Investigating the Mysteries of Venus

The first spacecraft to travel beyond Earth's moon, the U.S. probe Mariner 2, passed within 34,760 kilometers (21,600 miles) of Venus in December 1962. Mariner 2's microwave radiometer detected a surprising amount of heat, in the form of infrared radiation, seeping up from beneath the layer of clouds that surrounds the planet. This discovery shattered the theory that the climate of Venus was similar to the Earth's. Measurements by subsequent spacecraft showed that the atmosphere of Venus consists mainly of carbon dioxide and that the atmospheric pressure at the surface is 90 times higher than sea-level air pressure on Earth. This enormous blanket of carbon dioxide produces an intense greenhouse effect: The atmosphere lets sunlight reach the surface but prevents that energy—converted to infrared radiation by the heated planet—from escaping back into space. Due to the greenhouse effect, the average surface temperature of Venus is 462 °C (864 °F), hot enough to melt lead.

But had it always been like that?
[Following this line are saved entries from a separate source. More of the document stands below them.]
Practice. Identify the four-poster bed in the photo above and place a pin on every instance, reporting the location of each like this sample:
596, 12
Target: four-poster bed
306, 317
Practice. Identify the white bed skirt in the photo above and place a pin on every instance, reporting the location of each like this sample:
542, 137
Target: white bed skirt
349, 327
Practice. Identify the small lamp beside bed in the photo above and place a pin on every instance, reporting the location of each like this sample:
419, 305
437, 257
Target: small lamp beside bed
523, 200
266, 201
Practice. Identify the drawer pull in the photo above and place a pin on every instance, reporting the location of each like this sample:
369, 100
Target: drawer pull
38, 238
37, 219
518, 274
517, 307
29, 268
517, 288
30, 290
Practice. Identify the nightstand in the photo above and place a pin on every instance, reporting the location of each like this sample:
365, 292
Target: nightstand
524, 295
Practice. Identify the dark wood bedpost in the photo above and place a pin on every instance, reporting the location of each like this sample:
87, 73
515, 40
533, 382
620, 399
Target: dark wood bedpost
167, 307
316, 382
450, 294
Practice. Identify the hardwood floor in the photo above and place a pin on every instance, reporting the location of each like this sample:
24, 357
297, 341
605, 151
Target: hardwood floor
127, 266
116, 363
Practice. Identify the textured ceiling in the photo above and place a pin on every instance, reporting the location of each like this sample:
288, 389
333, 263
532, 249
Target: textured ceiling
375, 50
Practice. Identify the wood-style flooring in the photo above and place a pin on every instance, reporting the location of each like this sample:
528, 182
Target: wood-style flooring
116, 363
The answer to this question had to await the December 1978 arrival of two NASA spacecraft—Pioneer Venus 1, an orbiter, and Pioneer Venus 2, which carried four atmospheric probes. During its descent through Venus's atmosphere, one of the atmospheric probes measured a surprisingly large amount of deuterium—an isotope (variant form) of hydrogen—relative to normal hydrogen. This discovery led scientists to theorize that there had once been large amounts of water on Venus.
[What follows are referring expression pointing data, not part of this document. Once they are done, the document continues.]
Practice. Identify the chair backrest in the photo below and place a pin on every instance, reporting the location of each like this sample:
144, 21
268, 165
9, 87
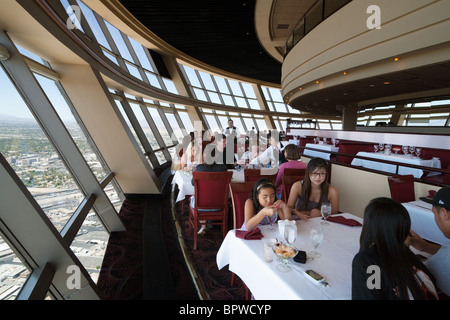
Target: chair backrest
402, 187
287, 182
294, 171
447, 176
253, 175
240, 191
211, 189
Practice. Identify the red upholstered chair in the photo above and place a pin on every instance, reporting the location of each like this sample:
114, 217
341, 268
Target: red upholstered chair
253, 175
287, 182
211, 200
447, 176
240, 191
294, 172
402, 187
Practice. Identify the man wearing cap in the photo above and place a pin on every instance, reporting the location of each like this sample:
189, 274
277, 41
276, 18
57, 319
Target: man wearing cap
439, 263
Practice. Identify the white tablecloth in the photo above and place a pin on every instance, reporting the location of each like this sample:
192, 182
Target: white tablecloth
391, 168
265, 281
422, 222
184, 182
318, 154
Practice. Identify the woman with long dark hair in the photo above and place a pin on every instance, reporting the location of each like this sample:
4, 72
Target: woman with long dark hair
306, 196
385, 268
262, 205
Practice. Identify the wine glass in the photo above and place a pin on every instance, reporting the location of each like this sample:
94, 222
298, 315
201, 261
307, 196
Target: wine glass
325, 210
272, 219
375, 148
388, 147
418, 152
405, 150
290, 233
316, 238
Several billion years ago, many scientists now believe, an ocean existed on Venus, and the climate was perhaps only somewhat hotter than Earth's is today. The heat, however, was sufficient to cause water from Venus's ocean to evaporate in large quantities. The vapor drifted into the upper atmosphere, where the water molecules were broken apart into hydrogen and oxygen by ultraviolet light from the sun. Only a tiny fraction of ocean water contains deuterium rather than normal hydrogen. The normal hydrogen, however, because it is lighter than deuterium, escaped Venus's atmosphere more easily. As a result, the atmosphere of Venus today is left with a large proportion of deuterium—the ghostly echo of an ocean long gone.

While the ocean evaporated, carbon dioxide from within the planet was building up in the atmosphere. On Earth, carbon dioxide is constantly being removed from the atmosphere by rainfall and plants and by the weathering of rocks to form compounds called carbonates. With none of these processes operating on Venus, the result was an overabundance of carbon dioxide and a runaway greenhouse effect.
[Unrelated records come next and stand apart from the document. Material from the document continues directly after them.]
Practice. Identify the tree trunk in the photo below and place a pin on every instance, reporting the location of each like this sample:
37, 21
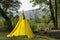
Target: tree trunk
52, 14
56, 21
9, 28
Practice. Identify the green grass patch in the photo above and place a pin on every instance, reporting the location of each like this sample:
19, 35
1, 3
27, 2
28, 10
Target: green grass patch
3, 36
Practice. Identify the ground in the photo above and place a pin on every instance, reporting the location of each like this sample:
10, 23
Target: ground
37, 37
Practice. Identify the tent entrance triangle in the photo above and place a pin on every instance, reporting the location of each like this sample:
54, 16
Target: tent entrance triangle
22, 28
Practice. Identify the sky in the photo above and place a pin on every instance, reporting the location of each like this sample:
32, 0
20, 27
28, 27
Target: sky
26, 5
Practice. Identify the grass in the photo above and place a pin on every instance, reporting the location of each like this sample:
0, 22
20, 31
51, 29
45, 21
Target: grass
37, 37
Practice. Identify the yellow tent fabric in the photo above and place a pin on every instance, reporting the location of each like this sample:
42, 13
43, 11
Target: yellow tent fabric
22, 28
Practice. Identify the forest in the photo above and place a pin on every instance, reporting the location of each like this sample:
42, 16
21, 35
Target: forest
44, 21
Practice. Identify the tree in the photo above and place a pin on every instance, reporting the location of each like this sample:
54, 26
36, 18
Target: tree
52, 10
6, 5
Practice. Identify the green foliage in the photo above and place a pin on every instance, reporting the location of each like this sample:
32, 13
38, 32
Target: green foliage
3, 24
9, 4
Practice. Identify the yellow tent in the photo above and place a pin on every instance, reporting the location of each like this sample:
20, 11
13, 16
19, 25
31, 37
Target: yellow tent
22, 28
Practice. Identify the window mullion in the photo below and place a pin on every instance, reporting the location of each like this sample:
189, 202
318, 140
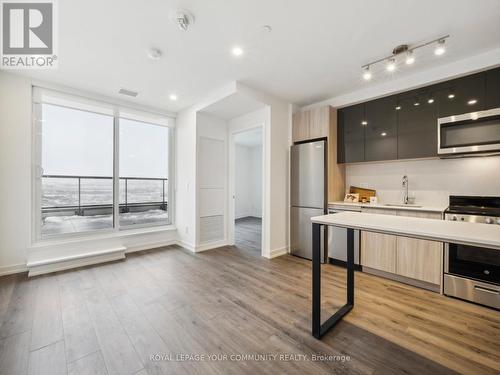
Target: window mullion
116, 170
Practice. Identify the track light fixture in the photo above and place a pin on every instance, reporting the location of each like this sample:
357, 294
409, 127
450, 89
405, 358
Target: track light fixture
391, 65
367, 75
409, 56
440, 49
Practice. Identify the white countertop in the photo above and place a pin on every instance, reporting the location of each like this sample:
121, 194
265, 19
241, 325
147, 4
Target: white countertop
409, 207
482, 235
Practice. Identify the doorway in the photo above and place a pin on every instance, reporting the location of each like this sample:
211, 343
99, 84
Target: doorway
248, 187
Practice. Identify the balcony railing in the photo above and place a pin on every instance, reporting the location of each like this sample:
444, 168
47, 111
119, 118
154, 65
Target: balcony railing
126, 205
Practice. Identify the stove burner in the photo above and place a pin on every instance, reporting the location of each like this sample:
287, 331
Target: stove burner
474, 209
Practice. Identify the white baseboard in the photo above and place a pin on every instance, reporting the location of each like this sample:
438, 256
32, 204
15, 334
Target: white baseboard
241, 216
15, 268
59, 264
186, 245
152, 245
210, 246
278, 252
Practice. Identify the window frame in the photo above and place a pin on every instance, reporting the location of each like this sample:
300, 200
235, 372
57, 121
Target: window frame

Although the Pioneer Venus probes told scientists much about Venus's atmosphere, the surface of the cloud-shrouded planet remained a mystery. It was not until 1984 that the veil began to lift. In that year, twin orbiters launched by the Soviet Union—Venera 15 and Venera 16—successfully mapped about a fourth of Venus's surface using cloud-penetrating radar. The maps revealed a geology unlike anything seen on Earth. Volcanic activity was revealed in several huge regions of fractures on the surface, large volcanoes, and lava flows. But there was virtually no sign of the kinds of long, organized ridges and trenches that on Earth are characteristic of plate tectonics (the slow movement of rock plates making up our planet's crust).

More extensive mapping of Venus was carried out by NASA's Magellan spacecraft, which began orbiting Venus in 1990. Armed with synthetic aperture radar—an advanced kind of radar that can scan a planet's surface in much greater detail—Magellan mapped virtually the entire surface of Venus. The mountains of Venus shown in Magellan's images have an eerie incompleteness to them; they lack the canyons, gullies, and valleys that water carves into the mountainous regions of the Earth. The absence of such features confirmed that Venus has been without liquid water for most of its geologic history.

Magellan's radar maps also showed that the surface of Venus, compared to other rocky, waterless bodies in the solar system, is pocked by relatively few meteorite craters. Furthermore, the cratering is uniform across the entire surface—no one area has significantly more or fewer craters than any other area. To some geologists, these findings indicate that the surface of Venus is probably relatively young in geologic terms and that the entire present surface of Venus probably formed at about the same time. But what kind of cataclysmic event could have caused the resurfacing of an entire planet remains a mystery. One theory holds that heat builds up within the planet and that every few hundred million years, the entire crust breaks apart, melts, and then re-forms.